Die US-Amerikaner betraten „ihr“ Südwestgebiet erst nach dem Vertrag von Guadalupe Hidalgo (02. Februar 1848). Erste Kenntnisnahme von prähistorischen Ruinenstätten erfolgte durch US-amerikanisches Militär. 1849 „entdeckten“ bei einem militärischen Zug der U.S. Army Topographical Engineers der First Lt. James H. Simpson und sein indianisch-mexikanischer Reiseführer Carravahal die Ruinenstätte von Pueblo Bonito und auch von Pueblo Pintado, Una Vida, Hungo Pavi, Chetro Ketl, Pueblo del Arroyo und Peñasco Blanco, die von ihm und/oder seinen mexikanischen Führern ihre noch heute bekannten Namen erhielten. Danach publizierte J.H. Simpson eine Beschreibung der Stätte und einiger weiterer Ruinen/Bauten aus dem Chaco Canyon mit einigen Illustrationen der Stätten durch zwei mitgereiste Künstler.

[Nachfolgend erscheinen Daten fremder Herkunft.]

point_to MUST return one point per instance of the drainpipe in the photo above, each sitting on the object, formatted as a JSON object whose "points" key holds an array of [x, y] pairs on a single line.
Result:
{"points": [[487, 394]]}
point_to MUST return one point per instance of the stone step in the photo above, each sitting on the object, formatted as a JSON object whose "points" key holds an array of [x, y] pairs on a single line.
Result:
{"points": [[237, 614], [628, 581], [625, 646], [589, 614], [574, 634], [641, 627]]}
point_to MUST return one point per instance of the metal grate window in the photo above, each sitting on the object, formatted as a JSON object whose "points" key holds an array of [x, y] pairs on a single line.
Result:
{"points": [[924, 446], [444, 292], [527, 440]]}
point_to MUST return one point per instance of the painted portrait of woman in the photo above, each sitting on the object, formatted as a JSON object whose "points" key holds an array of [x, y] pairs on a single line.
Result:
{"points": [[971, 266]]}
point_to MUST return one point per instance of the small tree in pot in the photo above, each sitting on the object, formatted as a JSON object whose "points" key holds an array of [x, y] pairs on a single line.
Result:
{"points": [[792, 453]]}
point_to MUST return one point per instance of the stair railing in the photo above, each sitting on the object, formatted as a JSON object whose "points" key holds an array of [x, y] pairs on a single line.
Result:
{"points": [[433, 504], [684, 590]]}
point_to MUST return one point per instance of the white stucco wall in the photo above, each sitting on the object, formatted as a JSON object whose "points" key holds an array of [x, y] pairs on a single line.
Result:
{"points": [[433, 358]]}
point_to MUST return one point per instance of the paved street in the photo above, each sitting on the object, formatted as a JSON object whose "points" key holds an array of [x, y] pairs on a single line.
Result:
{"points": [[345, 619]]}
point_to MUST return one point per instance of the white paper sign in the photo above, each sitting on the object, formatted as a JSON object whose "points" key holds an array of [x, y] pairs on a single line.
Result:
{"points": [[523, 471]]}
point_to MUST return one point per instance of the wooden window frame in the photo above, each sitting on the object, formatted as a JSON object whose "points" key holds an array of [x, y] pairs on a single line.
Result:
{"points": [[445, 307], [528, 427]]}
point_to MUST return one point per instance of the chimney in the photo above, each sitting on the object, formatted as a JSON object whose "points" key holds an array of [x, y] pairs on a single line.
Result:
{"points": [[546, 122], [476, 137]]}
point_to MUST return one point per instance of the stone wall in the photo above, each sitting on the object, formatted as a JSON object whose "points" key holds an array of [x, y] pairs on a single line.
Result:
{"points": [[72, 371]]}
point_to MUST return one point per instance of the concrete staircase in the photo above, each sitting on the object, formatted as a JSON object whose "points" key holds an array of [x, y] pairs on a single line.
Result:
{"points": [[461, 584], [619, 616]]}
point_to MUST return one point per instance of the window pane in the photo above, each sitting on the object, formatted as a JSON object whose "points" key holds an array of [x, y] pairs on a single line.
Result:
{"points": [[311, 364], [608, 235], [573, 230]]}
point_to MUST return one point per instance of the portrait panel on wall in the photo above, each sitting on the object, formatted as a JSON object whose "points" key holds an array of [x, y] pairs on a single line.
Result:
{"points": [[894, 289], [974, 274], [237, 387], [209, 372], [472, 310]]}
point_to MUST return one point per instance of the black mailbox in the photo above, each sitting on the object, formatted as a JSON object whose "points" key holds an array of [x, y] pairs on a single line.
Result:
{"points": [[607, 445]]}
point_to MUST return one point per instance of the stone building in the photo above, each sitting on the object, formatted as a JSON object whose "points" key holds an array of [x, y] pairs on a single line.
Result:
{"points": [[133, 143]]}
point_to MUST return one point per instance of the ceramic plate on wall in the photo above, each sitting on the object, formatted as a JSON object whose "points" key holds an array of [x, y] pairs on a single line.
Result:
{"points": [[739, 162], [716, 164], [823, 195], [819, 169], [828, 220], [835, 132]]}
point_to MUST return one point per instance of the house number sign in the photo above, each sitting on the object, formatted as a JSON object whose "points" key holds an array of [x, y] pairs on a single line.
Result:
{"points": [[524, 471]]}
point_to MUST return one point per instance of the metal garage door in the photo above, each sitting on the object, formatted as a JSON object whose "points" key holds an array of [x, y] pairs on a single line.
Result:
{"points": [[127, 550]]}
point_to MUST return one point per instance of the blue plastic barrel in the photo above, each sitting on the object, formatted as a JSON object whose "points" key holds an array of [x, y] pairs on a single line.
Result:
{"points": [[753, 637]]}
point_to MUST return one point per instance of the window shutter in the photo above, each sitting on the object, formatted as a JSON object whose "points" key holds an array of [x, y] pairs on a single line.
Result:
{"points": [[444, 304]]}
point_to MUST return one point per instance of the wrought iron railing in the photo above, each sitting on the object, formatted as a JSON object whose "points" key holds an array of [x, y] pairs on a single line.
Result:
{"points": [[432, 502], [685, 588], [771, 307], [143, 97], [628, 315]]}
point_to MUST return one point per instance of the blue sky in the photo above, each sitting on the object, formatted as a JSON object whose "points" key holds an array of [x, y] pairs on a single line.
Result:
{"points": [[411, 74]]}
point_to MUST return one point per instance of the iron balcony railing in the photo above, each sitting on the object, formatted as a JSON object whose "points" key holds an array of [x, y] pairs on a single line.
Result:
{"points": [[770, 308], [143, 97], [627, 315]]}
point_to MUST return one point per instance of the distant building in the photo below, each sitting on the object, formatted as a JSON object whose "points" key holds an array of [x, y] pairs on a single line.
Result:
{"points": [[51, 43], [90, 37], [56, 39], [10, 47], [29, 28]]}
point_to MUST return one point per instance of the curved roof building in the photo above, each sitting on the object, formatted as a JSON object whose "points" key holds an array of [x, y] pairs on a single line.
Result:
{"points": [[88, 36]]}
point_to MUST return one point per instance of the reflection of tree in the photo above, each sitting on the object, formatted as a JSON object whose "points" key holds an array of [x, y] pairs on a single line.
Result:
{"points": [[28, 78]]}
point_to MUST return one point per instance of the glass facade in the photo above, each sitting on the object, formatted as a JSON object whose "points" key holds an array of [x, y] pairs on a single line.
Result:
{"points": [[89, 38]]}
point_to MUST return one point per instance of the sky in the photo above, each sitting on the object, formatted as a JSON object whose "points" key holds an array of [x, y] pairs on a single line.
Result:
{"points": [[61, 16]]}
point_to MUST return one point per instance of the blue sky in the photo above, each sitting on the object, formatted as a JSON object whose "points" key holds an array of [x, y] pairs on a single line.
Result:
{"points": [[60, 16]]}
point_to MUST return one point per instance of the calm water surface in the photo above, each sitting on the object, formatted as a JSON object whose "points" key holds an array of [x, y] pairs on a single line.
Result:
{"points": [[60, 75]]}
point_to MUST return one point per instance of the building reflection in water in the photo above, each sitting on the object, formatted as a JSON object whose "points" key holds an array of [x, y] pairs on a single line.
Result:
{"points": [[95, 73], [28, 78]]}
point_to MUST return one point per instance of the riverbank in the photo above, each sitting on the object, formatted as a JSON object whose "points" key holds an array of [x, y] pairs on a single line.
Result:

In den USA hatte sich jedoch im Osten durch die wissenschaftliche Auseinandersetzung mit den physischen Erscheinungen und Überresten der sogenannten Moundkulturen bereits eine allmählich wissenschaftlich getragene archäologische Tradition entwickelt. Zwischen 1850 und 1900 wurde der Südwestbereich von den US-Amerikanern allmählich wirtschaftlich und auch archäologisch-ethnographisch erfasst und erschlossen. Es entstand die „Archäologie des Südwestens“, primär getragen durch US-amerikanische Menschen, Interesssenten und Geldgeber. Hauptsächliche Triebkraft der ersten Ausgrabungen und Grabungsexpeditionen war die Erlangung von attraktiven Artefakten für die Museen der Geldgeber (s.o. Grabraub).

Der wissenschaftlich-archäologische „Startschuss“ für die archäologische Erschließung des Südwestens war die auf die Ruinen-Stätte von Pueblo Bonito angesetzte Hyde-Expedition, die unter der praktischen Leitung von Richard Wetherill und unter der wissenschaftlichen Leitung von George H. Pepper vom American Museum of Natural History stand und von 1896 bis 1900 ca. 190 Räume von insgesamt ca. 650 bis 800 Räumen von diesem Pueblo von Mauerschutt- und Erosionsmassen suchend und untersuchend freilegten. Die Finanzierer waren die sehr vermögenden New Yorkerer Sammler und Philantropen Frederick und Talbot Hyde, die nach Abschluss der Expedition die gewonnenen Artefakte (Pfeile/Pfeilspitzen, zugeschnittene Holzteile, Flöten, Steinfiguren, Zylindergefäße und große Mengen an Türkis) dem American Museum of Natural History übergaben. Sie hatten ihren gesellschaftlichen Image-Gewinn bezahlt und überließen die musealen und wissenschaftlichen Folgekosten dem Staat.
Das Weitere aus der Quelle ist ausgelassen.